Ni les subventions, ni les barrières à l’entrée ne sont compatibles avec un fonctionnement du commerce mondial aussi libre que possible, qui, malgré ses défauts, s’est caractérisé par d’énormes gains de prospérité et de bien-être au niveau mondial au cours des dernières décennies. Néanmoins, compte tenu, notamment, de la transition énergétique souhaitée, il n’existe guère d’autre solution. Car plus les entreprises concernées sont poussées dans une guerre des prix sans pitié – et en fin de compte sans perspective –, plus la confiance des investisseurs dans cette technologie-clé pour atteindre les objectifs ambitieux de protection du climat diminue (voir graphique). Sans des montagnes de capitaux privés, le financement de la transition énergétique devient pour ainsi dire une tâche encore plus herculéenne qu’elle ne l’est déjà.

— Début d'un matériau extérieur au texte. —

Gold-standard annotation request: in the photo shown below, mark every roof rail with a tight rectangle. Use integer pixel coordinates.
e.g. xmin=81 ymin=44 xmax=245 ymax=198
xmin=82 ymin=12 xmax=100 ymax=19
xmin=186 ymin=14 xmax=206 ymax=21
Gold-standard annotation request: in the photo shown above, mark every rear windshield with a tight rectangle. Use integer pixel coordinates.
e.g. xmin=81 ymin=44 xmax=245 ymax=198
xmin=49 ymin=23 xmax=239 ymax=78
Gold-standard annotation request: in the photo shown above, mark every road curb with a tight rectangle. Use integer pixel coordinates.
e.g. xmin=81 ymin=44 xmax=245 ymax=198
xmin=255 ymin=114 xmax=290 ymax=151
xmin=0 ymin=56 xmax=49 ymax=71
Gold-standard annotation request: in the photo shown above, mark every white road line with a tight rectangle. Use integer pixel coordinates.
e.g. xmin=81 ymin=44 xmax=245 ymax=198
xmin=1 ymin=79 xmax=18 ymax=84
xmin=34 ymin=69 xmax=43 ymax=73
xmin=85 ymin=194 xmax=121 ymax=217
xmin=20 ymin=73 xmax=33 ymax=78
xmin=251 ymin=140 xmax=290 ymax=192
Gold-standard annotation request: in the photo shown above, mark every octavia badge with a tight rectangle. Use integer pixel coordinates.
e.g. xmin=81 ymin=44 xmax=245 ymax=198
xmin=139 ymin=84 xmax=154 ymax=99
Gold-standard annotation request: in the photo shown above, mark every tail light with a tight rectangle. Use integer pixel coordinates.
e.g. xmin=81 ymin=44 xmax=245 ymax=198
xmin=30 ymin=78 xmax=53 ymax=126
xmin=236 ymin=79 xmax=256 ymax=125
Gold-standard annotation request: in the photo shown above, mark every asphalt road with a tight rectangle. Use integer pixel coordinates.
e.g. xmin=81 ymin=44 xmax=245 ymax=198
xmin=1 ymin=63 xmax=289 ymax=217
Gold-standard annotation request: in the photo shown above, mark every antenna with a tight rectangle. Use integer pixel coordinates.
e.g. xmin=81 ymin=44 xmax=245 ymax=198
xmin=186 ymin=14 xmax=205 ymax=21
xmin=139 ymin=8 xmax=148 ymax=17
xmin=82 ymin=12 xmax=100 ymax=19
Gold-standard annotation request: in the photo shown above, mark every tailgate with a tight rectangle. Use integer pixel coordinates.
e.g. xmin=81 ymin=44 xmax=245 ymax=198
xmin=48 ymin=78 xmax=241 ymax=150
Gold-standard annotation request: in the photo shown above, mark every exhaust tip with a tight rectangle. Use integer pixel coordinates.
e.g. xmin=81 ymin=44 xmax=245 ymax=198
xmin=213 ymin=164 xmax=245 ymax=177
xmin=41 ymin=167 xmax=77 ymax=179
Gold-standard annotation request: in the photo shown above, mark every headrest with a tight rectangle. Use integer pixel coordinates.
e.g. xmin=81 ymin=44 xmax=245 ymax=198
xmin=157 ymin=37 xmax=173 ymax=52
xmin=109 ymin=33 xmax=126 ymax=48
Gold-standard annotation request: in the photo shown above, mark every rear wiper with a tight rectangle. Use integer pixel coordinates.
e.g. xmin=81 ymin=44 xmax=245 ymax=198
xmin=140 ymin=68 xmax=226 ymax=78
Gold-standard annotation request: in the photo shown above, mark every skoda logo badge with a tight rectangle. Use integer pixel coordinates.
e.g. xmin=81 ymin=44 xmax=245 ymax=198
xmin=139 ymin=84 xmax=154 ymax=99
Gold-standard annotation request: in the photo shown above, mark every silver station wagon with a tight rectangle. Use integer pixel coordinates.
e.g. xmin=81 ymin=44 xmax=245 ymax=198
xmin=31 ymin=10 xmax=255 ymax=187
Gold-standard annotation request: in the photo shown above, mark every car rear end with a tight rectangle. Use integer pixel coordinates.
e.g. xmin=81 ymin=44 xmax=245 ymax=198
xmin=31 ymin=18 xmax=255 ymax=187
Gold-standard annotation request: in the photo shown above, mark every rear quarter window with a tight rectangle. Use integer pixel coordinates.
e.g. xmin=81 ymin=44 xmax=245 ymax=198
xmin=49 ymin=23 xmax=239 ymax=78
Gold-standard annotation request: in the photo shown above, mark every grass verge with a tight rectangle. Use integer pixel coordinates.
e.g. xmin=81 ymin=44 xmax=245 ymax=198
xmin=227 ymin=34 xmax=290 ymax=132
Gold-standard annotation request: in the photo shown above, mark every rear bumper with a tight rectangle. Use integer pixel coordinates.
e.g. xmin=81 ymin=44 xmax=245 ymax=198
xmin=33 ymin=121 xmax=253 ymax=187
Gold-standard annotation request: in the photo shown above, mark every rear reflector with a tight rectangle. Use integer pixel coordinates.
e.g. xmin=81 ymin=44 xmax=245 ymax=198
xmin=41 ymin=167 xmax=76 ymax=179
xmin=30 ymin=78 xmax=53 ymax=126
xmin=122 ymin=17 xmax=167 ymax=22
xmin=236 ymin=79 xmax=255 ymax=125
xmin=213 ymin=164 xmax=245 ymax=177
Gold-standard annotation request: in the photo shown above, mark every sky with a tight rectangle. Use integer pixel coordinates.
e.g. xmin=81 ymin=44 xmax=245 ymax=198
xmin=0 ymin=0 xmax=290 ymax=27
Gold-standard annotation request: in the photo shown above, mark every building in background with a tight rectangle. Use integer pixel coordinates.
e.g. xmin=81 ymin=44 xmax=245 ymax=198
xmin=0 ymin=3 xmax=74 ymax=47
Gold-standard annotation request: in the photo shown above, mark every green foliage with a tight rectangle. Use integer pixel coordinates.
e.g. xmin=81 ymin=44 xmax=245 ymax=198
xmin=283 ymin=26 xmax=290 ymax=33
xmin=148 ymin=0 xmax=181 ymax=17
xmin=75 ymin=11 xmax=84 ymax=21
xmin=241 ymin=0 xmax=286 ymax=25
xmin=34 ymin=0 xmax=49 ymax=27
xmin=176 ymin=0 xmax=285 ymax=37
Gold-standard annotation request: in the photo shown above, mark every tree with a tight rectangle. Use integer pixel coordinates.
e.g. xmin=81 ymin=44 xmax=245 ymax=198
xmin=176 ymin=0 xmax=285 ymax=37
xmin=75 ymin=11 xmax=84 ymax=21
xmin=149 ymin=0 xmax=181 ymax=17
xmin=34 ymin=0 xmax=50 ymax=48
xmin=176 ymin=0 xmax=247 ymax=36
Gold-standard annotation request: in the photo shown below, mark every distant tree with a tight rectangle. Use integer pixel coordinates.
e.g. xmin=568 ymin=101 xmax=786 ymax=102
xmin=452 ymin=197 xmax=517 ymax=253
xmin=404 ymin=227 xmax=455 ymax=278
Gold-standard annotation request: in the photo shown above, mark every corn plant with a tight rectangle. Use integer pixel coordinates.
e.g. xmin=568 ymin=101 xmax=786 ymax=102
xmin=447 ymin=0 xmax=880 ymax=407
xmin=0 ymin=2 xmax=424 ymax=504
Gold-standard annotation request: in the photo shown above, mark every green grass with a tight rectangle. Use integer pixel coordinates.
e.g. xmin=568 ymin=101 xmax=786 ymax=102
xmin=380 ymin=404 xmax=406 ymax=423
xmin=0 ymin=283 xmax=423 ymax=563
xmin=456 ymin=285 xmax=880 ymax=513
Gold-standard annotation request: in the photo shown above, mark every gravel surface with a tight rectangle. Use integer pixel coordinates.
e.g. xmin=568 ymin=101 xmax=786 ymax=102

Pour sortir de cette situation délicate, il faudrait que la Chine réduise d’elle-même ses subventions massives, ce qui contribuerait à réduire ses surcapacités. Même si la Banque centrale chinoise a récemment laissé entendre qu’elle allait lutter contre le «développement aveugle» dans des secteurs en surcapacité, on peut douter de la prise de mesures efficaces tant que ces mêmes secteurs seront sources de créations d’emplois. La direction du parti aurait du mal à tolérer que l’État ne joue plus son rôle de garant de l’emploi et des commandes en période d’incertitude. Cela nécessiterait d’abord une reprise plus marquée de la conjoncture. Malheureusement, et nous en revenons au début de notre article, l’économie intérieure chinoise continue de s’affaiblir. Et pour la Chine, la faible inflation intérieure est le cadet de ses soucis.